If you’re writing screenplays, you can get away with one great screenplay per year.
And if you write a pilot and a screenplay? Or 3 new projects in a year? And they’re all great? No one will hold that against you (although… don’t get used to it! most new writers can’t generate that volume of great quality content year after year). But if you find that it takes you longer to get there, please please please don’t be hard on yourself! At the end of the day, for most writers negative self-talk will not help them write any faster.
Even just putting this in writing, I can hear the question: If I’m taking too long with a particular screenplay or pilot, should I set it aside and go to a different project that can be written faster, instead?
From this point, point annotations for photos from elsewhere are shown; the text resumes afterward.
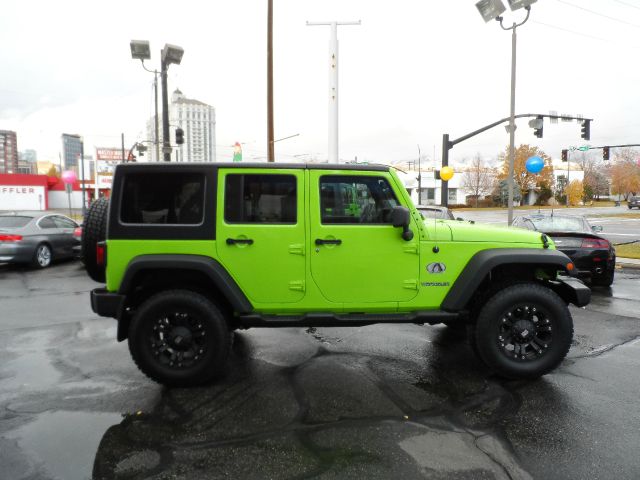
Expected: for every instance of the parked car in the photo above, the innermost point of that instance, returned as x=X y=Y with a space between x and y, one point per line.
x=37 y=238
x=437 y=212
x=188 y=252
x=592 y=254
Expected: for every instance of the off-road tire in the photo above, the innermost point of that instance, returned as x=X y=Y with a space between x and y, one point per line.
x=179 y=339
x=94 y=230
x=528 y=309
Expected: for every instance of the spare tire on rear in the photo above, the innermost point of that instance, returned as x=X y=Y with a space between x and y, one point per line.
x=94 y=230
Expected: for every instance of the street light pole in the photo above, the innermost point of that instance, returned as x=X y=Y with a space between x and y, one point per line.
x=512 y=113
x=166 y=144
x=156 y=119
x=140 y=50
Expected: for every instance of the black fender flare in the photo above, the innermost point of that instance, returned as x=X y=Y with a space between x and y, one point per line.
x=200 y=263
x=486 y=260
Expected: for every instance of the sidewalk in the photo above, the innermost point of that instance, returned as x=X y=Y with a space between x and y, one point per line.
x=628 y=262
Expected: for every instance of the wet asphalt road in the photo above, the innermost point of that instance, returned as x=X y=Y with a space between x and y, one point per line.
x=373 y=402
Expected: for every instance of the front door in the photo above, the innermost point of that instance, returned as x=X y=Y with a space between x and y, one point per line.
x=260 y=232
x=357 y=256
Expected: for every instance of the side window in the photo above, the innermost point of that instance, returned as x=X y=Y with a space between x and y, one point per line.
x=63 y=222
x=255 y=198
x=160 y=198
x=356 y=199
x=47 y=222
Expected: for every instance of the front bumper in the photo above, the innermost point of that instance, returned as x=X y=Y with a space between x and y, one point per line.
x=107 y=304
x=16 y=252
x=573 y=291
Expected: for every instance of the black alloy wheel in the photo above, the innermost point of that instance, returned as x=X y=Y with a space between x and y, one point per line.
x=523 y=331
x=179 y=338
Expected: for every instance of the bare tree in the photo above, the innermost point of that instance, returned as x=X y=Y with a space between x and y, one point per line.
x=479 y=179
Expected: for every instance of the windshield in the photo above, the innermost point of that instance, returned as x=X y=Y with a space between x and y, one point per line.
x=13 y=221
x=558 y=224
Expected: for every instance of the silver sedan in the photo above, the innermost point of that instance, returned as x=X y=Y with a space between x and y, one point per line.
x=37 y=238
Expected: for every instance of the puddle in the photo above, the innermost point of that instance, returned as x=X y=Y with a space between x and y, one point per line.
x=64 y=444
x=30 y=370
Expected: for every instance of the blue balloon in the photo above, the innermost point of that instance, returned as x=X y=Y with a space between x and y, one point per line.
x=534 y=164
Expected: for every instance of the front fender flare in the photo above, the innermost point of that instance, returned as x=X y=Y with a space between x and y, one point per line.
x=486 y=260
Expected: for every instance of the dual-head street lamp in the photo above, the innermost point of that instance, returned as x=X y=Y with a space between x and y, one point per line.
x=492 y=10
x=140 y=50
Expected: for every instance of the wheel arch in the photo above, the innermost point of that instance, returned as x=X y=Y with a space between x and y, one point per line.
x=146 y=275
x=499 y=264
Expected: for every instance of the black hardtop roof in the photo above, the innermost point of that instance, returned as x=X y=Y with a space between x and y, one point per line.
x=240 y=165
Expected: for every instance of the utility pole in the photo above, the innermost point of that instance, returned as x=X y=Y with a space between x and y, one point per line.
x=419 y=179
x=333 y=85
x=270 y=140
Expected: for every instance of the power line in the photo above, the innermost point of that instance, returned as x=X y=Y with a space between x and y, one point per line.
x=583 y=34
x=600 y=14
x=627 y=4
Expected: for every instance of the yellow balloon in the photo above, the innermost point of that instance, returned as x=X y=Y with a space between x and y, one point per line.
x=446 y=173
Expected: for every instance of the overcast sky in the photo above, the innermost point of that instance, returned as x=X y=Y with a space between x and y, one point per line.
x=413 y=70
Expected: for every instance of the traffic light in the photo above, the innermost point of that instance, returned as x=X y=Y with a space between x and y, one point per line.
x=586 y=130
x=179 y=136
x=538 y=125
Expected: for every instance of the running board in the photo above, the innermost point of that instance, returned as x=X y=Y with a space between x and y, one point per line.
x=345 y=319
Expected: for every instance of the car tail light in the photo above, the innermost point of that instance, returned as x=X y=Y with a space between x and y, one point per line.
x=595 y=243
x=10 y=238
x=101 y=251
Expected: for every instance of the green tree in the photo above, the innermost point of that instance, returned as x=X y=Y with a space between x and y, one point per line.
x=525 y=180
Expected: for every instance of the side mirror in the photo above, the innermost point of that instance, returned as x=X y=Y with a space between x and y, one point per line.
x=400 y=217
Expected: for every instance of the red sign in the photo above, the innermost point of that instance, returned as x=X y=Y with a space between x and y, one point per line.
x=113 y=154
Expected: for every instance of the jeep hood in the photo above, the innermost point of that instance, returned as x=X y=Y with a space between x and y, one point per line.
x=467 y=232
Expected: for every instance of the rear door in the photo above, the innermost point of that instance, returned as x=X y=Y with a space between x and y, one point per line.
x=51 y=234
x=66 y=228
x=261 y=232
x=358 y=256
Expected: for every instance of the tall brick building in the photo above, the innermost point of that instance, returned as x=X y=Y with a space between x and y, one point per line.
x=8 y=151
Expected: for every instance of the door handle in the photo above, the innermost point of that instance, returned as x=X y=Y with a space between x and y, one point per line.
x=245 y=241
x=320 y=241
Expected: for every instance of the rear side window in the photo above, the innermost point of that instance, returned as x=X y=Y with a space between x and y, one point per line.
x=161 y=199
x=62 y=222
x=13 y=221
x=47 y=222
x=251 y=198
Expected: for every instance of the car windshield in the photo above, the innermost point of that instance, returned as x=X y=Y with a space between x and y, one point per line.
x=13 y=221
x=558 y=224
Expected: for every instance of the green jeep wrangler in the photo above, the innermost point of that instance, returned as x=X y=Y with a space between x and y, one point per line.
x=191 y=252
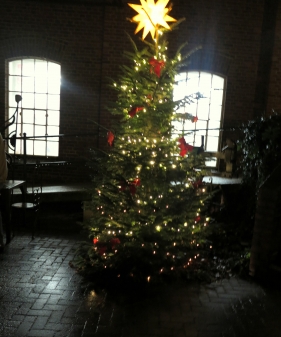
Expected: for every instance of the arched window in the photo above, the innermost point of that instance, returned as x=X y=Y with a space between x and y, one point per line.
x=208 y=109
x=38 y=82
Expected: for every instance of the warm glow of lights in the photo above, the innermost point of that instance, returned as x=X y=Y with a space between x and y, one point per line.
x=151 y=15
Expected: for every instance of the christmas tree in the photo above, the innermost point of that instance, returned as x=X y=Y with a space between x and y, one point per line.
x=148 y=203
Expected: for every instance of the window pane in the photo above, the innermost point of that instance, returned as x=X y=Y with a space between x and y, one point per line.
x=28 y=101
x=212 y=144
x=52 y=148
x=15 y=83
x=40 y=68
x=28 y=67
x=28 y=84
x=39 y=148
x=53 y=131
x=40 y=117
x=53 y=117
x=218 y=82
x=217 y=97
x=40 y=84
x=203 y=108
x=28 y=116
x=28 y=129
x=12 y=101
x=54 y=102
x=41 y=101
x=29 y=147
x=15 y=67
x=40 y=130
x=205 y=83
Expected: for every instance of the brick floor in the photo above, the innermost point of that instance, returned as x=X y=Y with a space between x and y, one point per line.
x=40 y=295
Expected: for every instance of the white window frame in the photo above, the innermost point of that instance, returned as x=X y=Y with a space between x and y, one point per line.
x=209 y=109
x=38 y=81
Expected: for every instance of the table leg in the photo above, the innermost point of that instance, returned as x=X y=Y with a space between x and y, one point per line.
x=6 y=199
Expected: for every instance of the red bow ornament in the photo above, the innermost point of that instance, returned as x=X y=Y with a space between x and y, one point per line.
x=156 y=66
x=184 y=147
x=135 y=110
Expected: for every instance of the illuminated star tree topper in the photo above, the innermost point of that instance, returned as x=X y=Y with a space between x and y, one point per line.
x=151 y=16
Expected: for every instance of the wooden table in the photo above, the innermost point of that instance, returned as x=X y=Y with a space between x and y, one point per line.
x=6 y=189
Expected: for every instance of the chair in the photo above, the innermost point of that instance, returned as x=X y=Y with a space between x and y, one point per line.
x=32 y=201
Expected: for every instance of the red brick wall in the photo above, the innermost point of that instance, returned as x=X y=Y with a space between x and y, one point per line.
x=89 y=42
x=274 y=94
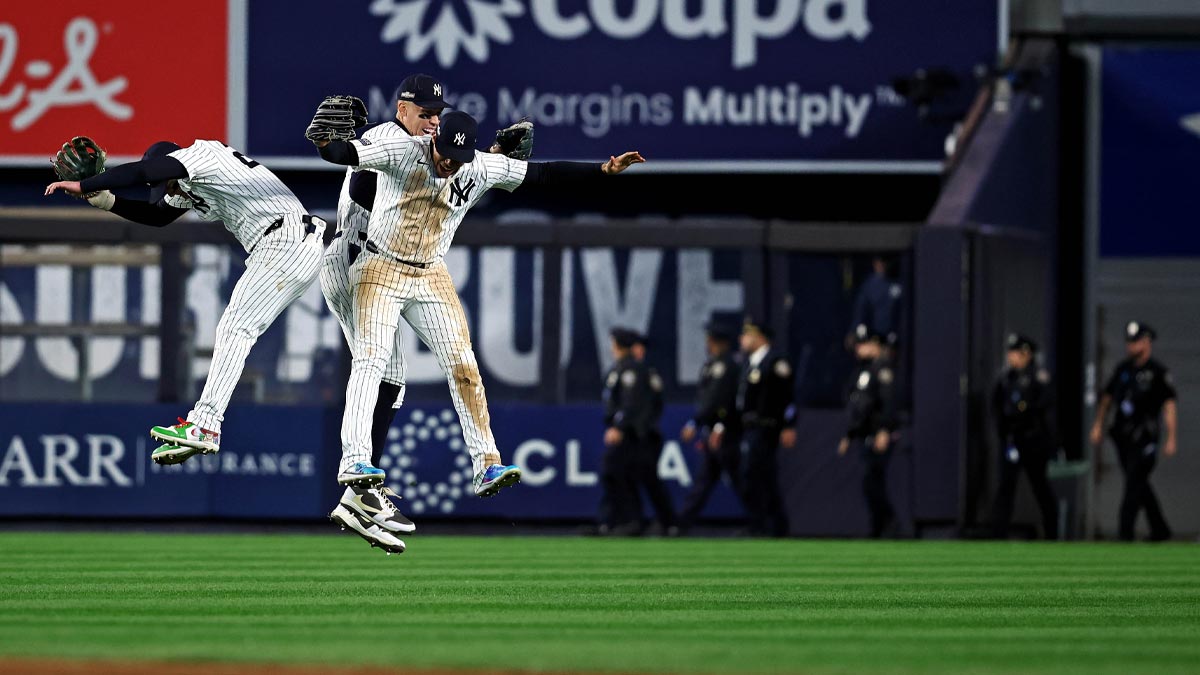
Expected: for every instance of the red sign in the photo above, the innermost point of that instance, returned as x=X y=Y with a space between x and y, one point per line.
x=125 y=72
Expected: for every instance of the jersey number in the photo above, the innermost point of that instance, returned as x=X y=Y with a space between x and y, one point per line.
x=245 y=160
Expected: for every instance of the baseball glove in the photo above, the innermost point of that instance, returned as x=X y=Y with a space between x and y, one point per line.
x=516 y=141
x=336 y=119
x=78 y=159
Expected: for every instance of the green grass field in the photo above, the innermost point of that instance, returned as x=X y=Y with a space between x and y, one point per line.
x=658 y=605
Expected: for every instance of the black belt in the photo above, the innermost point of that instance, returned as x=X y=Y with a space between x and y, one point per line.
x=371 y=246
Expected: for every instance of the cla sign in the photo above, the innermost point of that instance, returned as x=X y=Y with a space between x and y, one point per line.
x=486 y=19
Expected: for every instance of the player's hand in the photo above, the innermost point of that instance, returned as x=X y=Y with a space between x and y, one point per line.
x=612 y=436
x=69 y=186
x=688 y=432
x=619 y=163
x=882 y=440
x=787 y=437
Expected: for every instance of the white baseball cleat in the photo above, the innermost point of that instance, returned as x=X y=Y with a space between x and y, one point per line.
x=375 y=505
x=376 y=536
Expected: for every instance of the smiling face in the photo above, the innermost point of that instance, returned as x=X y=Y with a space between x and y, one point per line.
x=418 y=121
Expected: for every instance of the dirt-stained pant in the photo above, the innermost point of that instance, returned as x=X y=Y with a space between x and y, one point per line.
x=384 y=292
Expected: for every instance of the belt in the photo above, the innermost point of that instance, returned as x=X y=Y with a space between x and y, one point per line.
x=371 y=246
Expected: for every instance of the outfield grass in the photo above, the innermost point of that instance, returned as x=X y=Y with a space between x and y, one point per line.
x=690 y=605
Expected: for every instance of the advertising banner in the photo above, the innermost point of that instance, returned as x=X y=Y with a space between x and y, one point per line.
x=708 y=85
x=93 y=461
x=124 y=72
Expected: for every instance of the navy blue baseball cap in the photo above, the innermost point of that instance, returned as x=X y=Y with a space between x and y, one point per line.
x=457 y=136
x=160 y=149
x=421 y=90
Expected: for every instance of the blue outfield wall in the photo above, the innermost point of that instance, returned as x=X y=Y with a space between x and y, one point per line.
x=277 y=463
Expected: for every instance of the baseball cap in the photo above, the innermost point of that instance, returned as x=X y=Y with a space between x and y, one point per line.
x=421 y=90
x=1017 y=342
x=162 y=148
x=1139 y=329
x=456 y=136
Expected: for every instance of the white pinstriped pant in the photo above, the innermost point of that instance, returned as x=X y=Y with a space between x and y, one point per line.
x=279 y=270
x=335 y=285
x=385 y=291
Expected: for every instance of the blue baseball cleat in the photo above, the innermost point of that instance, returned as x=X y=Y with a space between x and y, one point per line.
x=361 y=475
x=495 y=478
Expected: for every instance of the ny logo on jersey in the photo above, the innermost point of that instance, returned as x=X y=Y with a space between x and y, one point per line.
x=461 y=193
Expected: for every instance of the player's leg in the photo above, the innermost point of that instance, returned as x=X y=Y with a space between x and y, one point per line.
x=277 y=273
x=378 y=288
x=436 y=316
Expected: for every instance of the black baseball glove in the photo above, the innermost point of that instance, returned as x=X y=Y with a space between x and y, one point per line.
x=78 y=159
x=336 y=119
x=516 y=141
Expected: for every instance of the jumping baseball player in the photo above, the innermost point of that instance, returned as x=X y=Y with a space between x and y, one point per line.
x=283 y=243
x=419 y=105
x=424 y=190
Here again I will remind you: The goal is to write something great, not something fast. And the writing, as said more than once already in this blogpost, is going to take what it takes. If you’re in the thick of development and have not gotten your screenplay or pilot there yet, that’s okay! As long as you have clarity on how to better the work, stay the course and fight for that pilot or screenplay. The only times to set something aside is if it’s either (a) just does not work, no matter what you try and you don’t know how to solve it or (b) if you’ve gotten it as far as you can, and it’s time to leave it and move onto the next. One thing that I always tell my writers is that you always want to leave the work at its most leave-able place whenever you can, rather then abandon it half way. So finish that last draft, make those final changes before you put it down in favor of another pilot or screenplay.
Now, there is something to be said for trying to train yourself to write within the parameters of open writing assignments or episodes for TV, which do come with a clock and specific timeline expectations for outlines and drafts. Writing assignments move fast; TV episodes move even faster, and I am all for undertaking the exercise of writing at that pace once you’ve mastered your craft. However, it’s important to remember that both assignments and episodes of TV come complete with specific elements and framework already set – it’s a puzzle made of predetermined pieces – which makes for a different exercise then writing entirely on spec.
If you continue to write and develop your craft consistently, you will likely find that no two years are exactly the same. One year, you may develop two completed new screenplays or pilots and already have an outline for the next, while another year a single screenplay may dominate and challenge you in every way. And some screenplays or pilots that are very much worth the fight might take longer than that. Writing is unpredictable, and every project poses a new challenge. But as long as you prioritize quality over velocity, and fight to tell the stories that are meaningful to you in the most authentic, fully-baked way, each screenplay or pilot will prove to be not only instrumental to your growth as a writer, but also to the career that you are aiming to build for yourself.